Охранник поднял на него глаза и внимательно изучил, словно и мысли не допуская, чтобы кто-нибудь в новые времена осмелился так назваться. Пристально осмотрев Даню, он записал его фамилию в огромную бухгалтерскую книгу, перечел, покачал головой и пропустил.
— Второй этаж, комната двадцать пять, Кугельский Яков Дмитрич! — крикнул вслед курьер и вернулся в подсобку, к чтению «Всемирного следопыта».

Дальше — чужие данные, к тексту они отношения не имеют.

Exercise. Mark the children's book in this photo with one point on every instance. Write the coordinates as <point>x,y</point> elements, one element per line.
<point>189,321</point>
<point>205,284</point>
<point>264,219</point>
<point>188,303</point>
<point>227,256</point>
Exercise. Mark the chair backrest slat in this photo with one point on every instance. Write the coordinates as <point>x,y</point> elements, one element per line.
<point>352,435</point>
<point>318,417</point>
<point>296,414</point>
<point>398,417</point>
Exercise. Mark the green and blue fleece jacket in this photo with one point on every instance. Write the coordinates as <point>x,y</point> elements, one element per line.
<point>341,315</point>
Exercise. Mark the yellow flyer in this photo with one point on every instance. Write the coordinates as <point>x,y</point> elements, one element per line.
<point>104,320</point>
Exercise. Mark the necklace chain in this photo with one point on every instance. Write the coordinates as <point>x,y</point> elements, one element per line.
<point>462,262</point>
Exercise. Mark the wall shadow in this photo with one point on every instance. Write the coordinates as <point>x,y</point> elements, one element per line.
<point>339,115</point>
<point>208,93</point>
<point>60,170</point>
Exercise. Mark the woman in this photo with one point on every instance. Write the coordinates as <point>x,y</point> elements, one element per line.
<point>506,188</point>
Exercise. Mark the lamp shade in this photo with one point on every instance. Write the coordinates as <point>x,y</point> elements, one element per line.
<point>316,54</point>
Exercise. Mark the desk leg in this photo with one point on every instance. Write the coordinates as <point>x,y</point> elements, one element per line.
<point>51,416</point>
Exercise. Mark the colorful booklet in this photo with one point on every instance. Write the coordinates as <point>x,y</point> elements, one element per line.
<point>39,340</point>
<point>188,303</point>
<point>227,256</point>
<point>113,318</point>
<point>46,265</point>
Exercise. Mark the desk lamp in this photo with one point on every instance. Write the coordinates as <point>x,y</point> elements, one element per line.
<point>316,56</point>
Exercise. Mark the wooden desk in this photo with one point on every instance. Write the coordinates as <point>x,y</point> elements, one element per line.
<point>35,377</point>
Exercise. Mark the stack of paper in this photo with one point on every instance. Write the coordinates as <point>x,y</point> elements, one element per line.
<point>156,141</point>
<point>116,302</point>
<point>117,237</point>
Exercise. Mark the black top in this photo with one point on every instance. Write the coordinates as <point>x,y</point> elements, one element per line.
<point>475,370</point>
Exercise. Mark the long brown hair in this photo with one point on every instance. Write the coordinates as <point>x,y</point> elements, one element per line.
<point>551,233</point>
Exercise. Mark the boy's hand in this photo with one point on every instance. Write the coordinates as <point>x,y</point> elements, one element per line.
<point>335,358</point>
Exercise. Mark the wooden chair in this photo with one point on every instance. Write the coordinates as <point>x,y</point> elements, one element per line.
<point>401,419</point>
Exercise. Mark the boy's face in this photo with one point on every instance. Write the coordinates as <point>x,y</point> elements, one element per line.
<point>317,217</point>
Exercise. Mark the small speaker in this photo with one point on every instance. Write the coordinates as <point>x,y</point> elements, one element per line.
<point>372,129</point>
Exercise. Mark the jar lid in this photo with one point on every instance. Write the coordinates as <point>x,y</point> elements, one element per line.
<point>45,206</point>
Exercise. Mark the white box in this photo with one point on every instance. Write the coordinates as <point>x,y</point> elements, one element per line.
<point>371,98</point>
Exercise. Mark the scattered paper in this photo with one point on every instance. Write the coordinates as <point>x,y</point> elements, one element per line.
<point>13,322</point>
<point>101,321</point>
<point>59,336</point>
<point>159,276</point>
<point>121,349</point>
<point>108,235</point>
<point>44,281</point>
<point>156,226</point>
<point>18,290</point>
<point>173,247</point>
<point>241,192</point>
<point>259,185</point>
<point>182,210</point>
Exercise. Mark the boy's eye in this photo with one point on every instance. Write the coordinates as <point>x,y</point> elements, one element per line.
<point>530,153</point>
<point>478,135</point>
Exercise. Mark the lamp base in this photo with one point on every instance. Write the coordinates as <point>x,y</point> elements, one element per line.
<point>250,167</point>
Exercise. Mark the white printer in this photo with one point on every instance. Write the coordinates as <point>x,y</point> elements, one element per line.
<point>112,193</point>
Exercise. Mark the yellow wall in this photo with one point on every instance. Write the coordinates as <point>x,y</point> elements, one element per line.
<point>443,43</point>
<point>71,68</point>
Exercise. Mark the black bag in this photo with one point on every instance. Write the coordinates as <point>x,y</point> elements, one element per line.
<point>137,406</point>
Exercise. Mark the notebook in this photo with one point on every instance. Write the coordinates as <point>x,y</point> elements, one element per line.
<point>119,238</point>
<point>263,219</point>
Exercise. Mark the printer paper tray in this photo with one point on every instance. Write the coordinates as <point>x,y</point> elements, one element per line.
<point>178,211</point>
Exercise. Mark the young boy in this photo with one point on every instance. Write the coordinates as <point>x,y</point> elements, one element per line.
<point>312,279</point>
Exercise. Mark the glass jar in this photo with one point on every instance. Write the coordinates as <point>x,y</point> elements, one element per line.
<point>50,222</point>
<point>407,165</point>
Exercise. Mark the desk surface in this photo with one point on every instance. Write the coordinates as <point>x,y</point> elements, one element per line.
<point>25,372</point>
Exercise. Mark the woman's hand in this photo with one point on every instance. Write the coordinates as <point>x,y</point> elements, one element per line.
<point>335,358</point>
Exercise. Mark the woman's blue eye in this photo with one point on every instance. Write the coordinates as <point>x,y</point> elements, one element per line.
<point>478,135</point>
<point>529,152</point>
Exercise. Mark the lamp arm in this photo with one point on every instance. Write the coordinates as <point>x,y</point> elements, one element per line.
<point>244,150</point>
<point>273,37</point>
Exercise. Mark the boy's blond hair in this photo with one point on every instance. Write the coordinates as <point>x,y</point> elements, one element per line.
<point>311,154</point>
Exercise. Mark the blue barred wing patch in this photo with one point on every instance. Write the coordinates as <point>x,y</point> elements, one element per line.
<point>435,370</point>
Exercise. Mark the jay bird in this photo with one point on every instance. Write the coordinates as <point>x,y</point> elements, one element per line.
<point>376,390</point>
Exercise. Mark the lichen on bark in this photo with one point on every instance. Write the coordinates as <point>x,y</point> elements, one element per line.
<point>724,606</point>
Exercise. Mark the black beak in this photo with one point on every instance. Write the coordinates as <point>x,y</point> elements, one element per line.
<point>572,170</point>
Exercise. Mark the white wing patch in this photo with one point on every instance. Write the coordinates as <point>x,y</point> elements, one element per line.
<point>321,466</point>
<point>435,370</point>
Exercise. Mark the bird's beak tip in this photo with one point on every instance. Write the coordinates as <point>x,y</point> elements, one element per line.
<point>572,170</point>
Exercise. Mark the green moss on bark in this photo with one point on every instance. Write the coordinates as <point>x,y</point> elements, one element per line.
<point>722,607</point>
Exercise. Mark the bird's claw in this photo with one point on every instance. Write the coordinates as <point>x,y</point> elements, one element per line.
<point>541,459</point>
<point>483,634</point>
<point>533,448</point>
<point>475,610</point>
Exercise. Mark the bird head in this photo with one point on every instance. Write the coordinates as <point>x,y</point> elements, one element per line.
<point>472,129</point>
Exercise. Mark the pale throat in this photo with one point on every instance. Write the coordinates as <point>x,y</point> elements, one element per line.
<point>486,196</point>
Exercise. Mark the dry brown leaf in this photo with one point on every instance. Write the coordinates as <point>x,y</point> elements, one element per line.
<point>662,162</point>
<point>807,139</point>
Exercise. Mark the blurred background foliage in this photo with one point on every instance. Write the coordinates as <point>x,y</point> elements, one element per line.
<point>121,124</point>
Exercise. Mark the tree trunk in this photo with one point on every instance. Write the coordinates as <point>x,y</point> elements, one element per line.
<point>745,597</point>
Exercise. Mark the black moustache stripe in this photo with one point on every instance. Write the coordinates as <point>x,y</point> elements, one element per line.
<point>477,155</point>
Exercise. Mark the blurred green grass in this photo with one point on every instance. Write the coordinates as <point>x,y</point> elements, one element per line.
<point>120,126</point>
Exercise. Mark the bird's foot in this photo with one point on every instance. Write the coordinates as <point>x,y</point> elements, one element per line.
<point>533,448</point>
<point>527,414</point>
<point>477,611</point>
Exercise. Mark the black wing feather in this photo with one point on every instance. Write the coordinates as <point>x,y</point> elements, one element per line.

Кугельский оказался невысоким, кругленьким и страшно сосредоточенным юношей постарше Дани года на три. Он работал в «Красной» второй год, дорос от правщика до редактора третьей полосы вечернего выпуска, на котором помещались отчеты о городских происшествиях, и гордился тем, что под его началом шныряли под городом три штатно предусмотренных репортера. Сейчас он писал обзор писем трудящихся, каковой сделался обязателен для газеты по распоряжению Губисполкома. Там полагали, что трудящийся призван стать главным автором, а потому настоятельно требовали писем. Трудящиеся писали неохотно и коряво, все больше работницы, жалующиеся на недостаток личной жизни: «а в заводском клубе не устраивают ничего, чтоб обзнакомиться с мущиной, причем опять же и в общажитиях не имеется условий для свиданий, а перспективы темны». Приходилось отправлять репортеров по питерским заводам, чтоб расспрашивали пролетариат на месте, а по отчетам составлять обзоры небывших писем. Главным инструментом Кугельского были кавычки. «Заведующий складом машстроительного завода А. Е. Клыков отсутствовал на рабочем месте свыше полутора часов, вследствие чего рабочий шестого цеха К. Е. Трохин не мог заменить сточившийся резец, и образовался „простой“, — писал Кугельский. — Такому „мастеру“ надо бы „указать на дверь“. От его „прогулок“ К. Е. Трохин вынужден был полтора часа „дышать воздухом“ вместо того, чтобы „давать план“». Газеты двадцать пятого года так же пестрели кавычками, как газеты двадцатого — тире и восклицательными знаками. Происходило это потому, что в двадцать пятом году все вообще было «в кавычках», ибо все «прежние» слова в применении к «новым» явлениям дозволялись как бы «с зазором», немного «по диагонали»: новых слов для этого еще не было. А если говорить «совсем» «прямо», злоупотребление кавычками — первый признак графомана, застенчивого, но наглого, нагло-застенчивого.